Déclaration faite le 03 mai 2012 par le sénateur Céline Hervieux-Payette
L'honorable Céline Hervieux-Payette :
Honorables sénateurs, à l'occasion de la Journée mondiale de la liberté de la presse, je prends la parole aujourd'hui pour assurer à la population canadienne que les principes fondamentaux du journalisme seront respectés.
Tout d'abord, en vertu du Guide de déontologie de la Fédération professionnelle des journalistes du Québec, permettez-moi de vous rappeler les valeurs fondamentales du journalisme au Canada.
Il est reconnu que les journalistes doivent baser leur travail sur l'esprit critique qui leur impose de douter méthodiquement de tout, l'impartialité qui leur fait rechercher et exposer les divers aspects d'une situation, l'indépendance qui les maintient à distance des pouvoirs et des groupes de pression, l'honnêteté qui leur impose de respecter scrupuleusement les faits, ainsi que plusieurs autres principes.
Dans la convention collective qui lie la Société Radio-Canada et le syndicat des communications de Radio-Canada, qui est valide jusqu'au 30 septembre 2012, il est convenu que l'information transmise par le personnel de Radio-Canada doit être conforme aux faits et de nature à ne pas tromper le public. On précise aussi que, conformément au respect du mandat que la Société Radio-Canada détient du Parlement par la Loi sur la radiodiffusion, les parties à la convention reconnaissent que les obligations professionnelles de la société et de ses employés sont d'abord et avant tout à l'égard du public qui a droit à une information impartiale, complète, factuelle et équilibrée — c'est l'article 47.2 de la convention.

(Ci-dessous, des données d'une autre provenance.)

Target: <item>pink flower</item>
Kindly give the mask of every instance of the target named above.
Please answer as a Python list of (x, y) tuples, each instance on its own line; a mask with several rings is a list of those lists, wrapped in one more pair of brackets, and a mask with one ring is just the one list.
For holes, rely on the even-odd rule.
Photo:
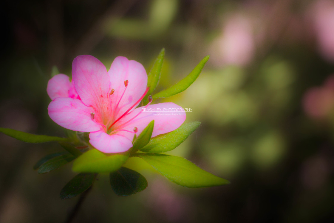
[(150, 103), (135, 108), (148, 90), (146, 72), (136, 61), (118, 57), (107, 72), (94, 57), (78, 56), (73, 61), (72, 75), (71, 83), (61, 74), (49, 81), (47, 91), (53, 100), (49, 115), (63, 127), (90, 132), (90, 142), (104, 152), (128, 150), (135, 131), (138, 135), (152, 120), (153, 137), (176, 129), (185, 119), (184, 111), (169, 113), (174, 115), (159, 112), (182, 109), (173, 103)]

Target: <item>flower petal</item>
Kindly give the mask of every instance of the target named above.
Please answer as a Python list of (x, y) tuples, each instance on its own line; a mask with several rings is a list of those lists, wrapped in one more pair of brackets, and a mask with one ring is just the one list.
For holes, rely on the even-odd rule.
[(71, 84), (71, 87), (68, 90), (68, 97), (72, 98), (81, 100), (80, 97), (79, 97), (79, 95), (78, 95), (76, 91), (75, 91), (75, 89), (74, 88), (74, 82), (73, 81), (72, 81)]
[(72, 64), (72, 76), (82, 102), (93, 106), (106, 124), (110, 114), (110, 83), (106, 67), (92, 56), (78, 56)]
[(71, 82), (67, 75), (60, 74), (55, 75), (47, 83), (46, 91), (51, 100), (58, 97), (68, 97)]
[[(136, 134), (138, 135), (150, 122), (154, 120), (154, 126), (152, 136), (154, 137), (176, 129), (186, 119), (185, 112), (183, 110), (182, 107), (171, 102), (150, 105), (147, 108), (147, 109), (156, 111), (142, 112), (142, 109), (145, 107), (143, 106), (136, 108), (131, 113), (124, 116), (119, 121), (119, 123), (115, 125), (114, 129), (133, 131), (134, 128), (137, 127), (138, 132)], [(128, 122), (141, 112), (137, 117)], [(131, 135), (132, 133), (125, 131), (120, 131), (118, 134), (130, 138), (131, 135), (133, 136), (133, 135)]]
[(79, 99), (57, 98), (47, 108), (49, 115), (55, 122), (64, 128), (81, 132), (100, 130), (101, 126), (92, 120), (92, 107), (86, 106)]
[(132, 147), (131, 140), (127, 138), (118, 134), (109, 135), (101, 131), (91, 132), (89, 138), (92, 145), (106, 153), (122, 152)]
[[(147, 75), (145, 69), (140, 63), (129, 61), (124, 57), (118, 57), (115, 59), (108, 73), (110, 77), (110, 88), (115, 90), (111, 97), (115, 120), (130, 108), (145, 92), (147, 85)], [(125, 89), (125, 80), (128, 80), (129, 83), (120, 101)]]

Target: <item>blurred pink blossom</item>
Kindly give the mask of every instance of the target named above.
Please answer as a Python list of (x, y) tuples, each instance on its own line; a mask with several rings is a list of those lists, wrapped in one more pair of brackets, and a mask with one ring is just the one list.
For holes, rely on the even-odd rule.
[(253, 32), (252, 24), (248, 18), (238, 14), (229, 17), (221, 34), (211, 45), (213, 62), (217, 66), (249, 64), (255, 50)]
[(323, 86), (309, 89), (304, 95), (303, 105), (311, 117), (328, 117), (334, 109), (334, 75), (327, 78)]
[(325, 59), (334, 62), (334, 1), (320, 0), (312, 7), (319, 50)]

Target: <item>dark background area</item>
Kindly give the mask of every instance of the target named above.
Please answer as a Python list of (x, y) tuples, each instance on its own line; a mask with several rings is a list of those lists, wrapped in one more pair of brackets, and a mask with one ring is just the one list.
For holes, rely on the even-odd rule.
[[(127, 165), (145, 190), (113, 194), (99, 175), (74, 222), (334, 221), (334, 3), (317, 1), (3, 1), (0, 126), (64, 136), (49, 117), (48, 81), (71, 76), (89, 54), (107, 69), (124, 56), (148, 71), (166, 49), (159, 89), (207, 55), (202, 74), (166, 99), (202, 122), (169, 152), (231, 184), (190, 189)], [(159, 90), (159, 89), (158, 89)], [(39, 175), (32, 166), (61, 151), (0, 134), (0, 222), (65, 221), (78, 198), (62, 200), (71, 164)]]

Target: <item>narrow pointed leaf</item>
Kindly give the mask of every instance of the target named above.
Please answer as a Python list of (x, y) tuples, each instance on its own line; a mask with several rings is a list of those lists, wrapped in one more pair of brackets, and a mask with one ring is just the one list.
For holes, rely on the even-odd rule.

Le gouvernement conservateur a imposé le 21 décembre dernier à l'ensemble des institutions fédérales une sorte de « serment d'allégeance » par l'entremise d'un soi-disant code de valeurs et d'éthique. On y présente les valeurs et les comportements que doivent adopter les fonctionnaires dans toutes les activités liées à l'exercice de leurs fonctions professionnelles. Ce soi-disant code a été établi par le Conseil du Trésor, conformément à l'article 5 de la Loi sur la protection des fonctionnaires divulgateurs d'actes répréhensibles.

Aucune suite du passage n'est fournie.